Собрав последние остатки мужества, на кисельных ногах я выхожу в темный коридор, где я даю волю своим слезам. В школьном коридоре непривычно тихо и спокойно. Нет обычного шума и гвалта. Все на каникулах.
Соленые струйки, непрошеные гости, катятся по моим щекам, затекают за белоснежный воротник парадной блузки, одетой по случаю экзамена.
Судорожные рыдания сотрясают мое тело. Я обнимаю себя за плечи, стараясь удержать себя от всхлипов. Но жалость к себе еще больше меня убивает. Я, сгибаясь пополам, сажусь на пол и, прижимаясь к стене, закрываю руками лицо.
Это же надо так отомстить.
Физичку бросил муж. Он был тоже учителем физики в нашей школе. Он ушел к более молодой и симпатичной. И наше учебное заведение тоже покинул.
Для Виталинки он был на редкость великолепным мужем. Очень высокий, шумный, неугомонный, с всклокоченными кудрями светлых волос. И она – некрасивая серая мышь. Как они вообще поженились? Для нас, школьниц, это оставалось загадкой. Совершенно друг другу не подходили: абсолютно разные типажи, как внутренне, так и внешне. Как она умудрилась такого мужчину подцепить? Но он, видимо, однажды опомнился и сбежал. Даже двое детей в их семье не удержали его.
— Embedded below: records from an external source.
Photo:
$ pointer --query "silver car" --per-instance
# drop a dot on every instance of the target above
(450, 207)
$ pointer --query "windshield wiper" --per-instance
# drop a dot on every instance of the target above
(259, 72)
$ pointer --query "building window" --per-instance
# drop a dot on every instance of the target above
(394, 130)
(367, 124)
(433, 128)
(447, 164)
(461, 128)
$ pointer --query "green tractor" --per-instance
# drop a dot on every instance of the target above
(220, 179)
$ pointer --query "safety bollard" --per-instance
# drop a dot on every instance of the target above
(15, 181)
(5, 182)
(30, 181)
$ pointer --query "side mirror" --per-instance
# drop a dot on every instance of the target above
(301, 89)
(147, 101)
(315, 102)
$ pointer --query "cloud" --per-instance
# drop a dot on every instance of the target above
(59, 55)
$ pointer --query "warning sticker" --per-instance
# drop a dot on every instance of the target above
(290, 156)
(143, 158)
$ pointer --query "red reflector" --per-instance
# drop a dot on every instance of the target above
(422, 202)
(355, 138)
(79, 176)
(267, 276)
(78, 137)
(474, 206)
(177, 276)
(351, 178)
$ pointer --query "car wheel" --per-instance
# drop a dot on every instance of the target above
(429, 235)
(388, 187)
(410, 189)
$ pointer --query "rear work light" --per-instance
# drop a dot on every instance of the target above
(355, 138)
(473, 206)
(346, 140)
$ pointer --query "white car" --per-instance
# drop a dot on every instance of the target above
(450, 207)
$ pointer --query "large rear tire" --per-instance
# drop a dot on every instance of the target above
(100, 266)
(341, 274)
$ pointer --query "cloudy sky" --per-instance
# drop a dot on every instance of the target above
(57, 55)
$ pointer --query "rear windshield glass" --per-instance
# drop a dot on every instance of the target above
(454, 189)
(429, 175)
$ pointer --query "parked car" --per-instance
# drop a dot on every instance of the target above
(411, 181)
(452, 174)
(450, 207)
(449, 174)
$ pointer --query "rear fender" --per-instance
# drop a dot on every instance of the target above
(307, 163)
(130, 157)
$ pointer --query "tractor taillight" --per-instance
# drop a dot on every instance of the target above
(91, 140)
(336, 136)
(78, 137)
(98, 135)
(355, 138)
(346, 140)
И вот я имела дурость прийти как-то в жаркий день на консультацию по физике в красивом костюмчике, который, кстати, сама же и сшила из струящейся вискозы.
Она так на меня тогда посмотрела… Взглядом, полным ненависти. Я думаю, она во мне увидела ту, что увела от нее мужа.
И вот теперь она со мной поквиталась. За что, спрашивается? За мой красивый костюм и эффектный внешний вид?
За то, что все остальные шумели на ее уроках, а я слушала внимательно?
А Виталинка теперь имела новое развлечение: ходила на зимнюю рыбалку с мужиками. Вот так-то. Скромняшка наша. Вся школа просто в шоке от нее.
И могу сказать: в итоге она «нарыбачит»… Если забежать чуть в будущее, могу сказать, если интересно, что какой-то рыбак сделает ей третьего ребеночка и, вроде, даже женится на ней. Но это все совсем другая история. А как же я?
А я все еще сижу в коридоре своей школы.
– Надо собраться. Не хочу, чтобы тебя видели такой. Надо идти домой. Там поплачешь всласть, – повторяю я себе снова и снова.
Неуверенно поднимаюсь по стенке, вставая на ноги. И бреду домой, глуша в себе остаточные всхлипы, судорожно вырывающиеся из самого моего сердца.
Какие-то события в жизни, иногда даже совсем незначительные, могут привести к изменению судьбы. И совсем необязательно, что за скверным событием будет следовать череда плохих.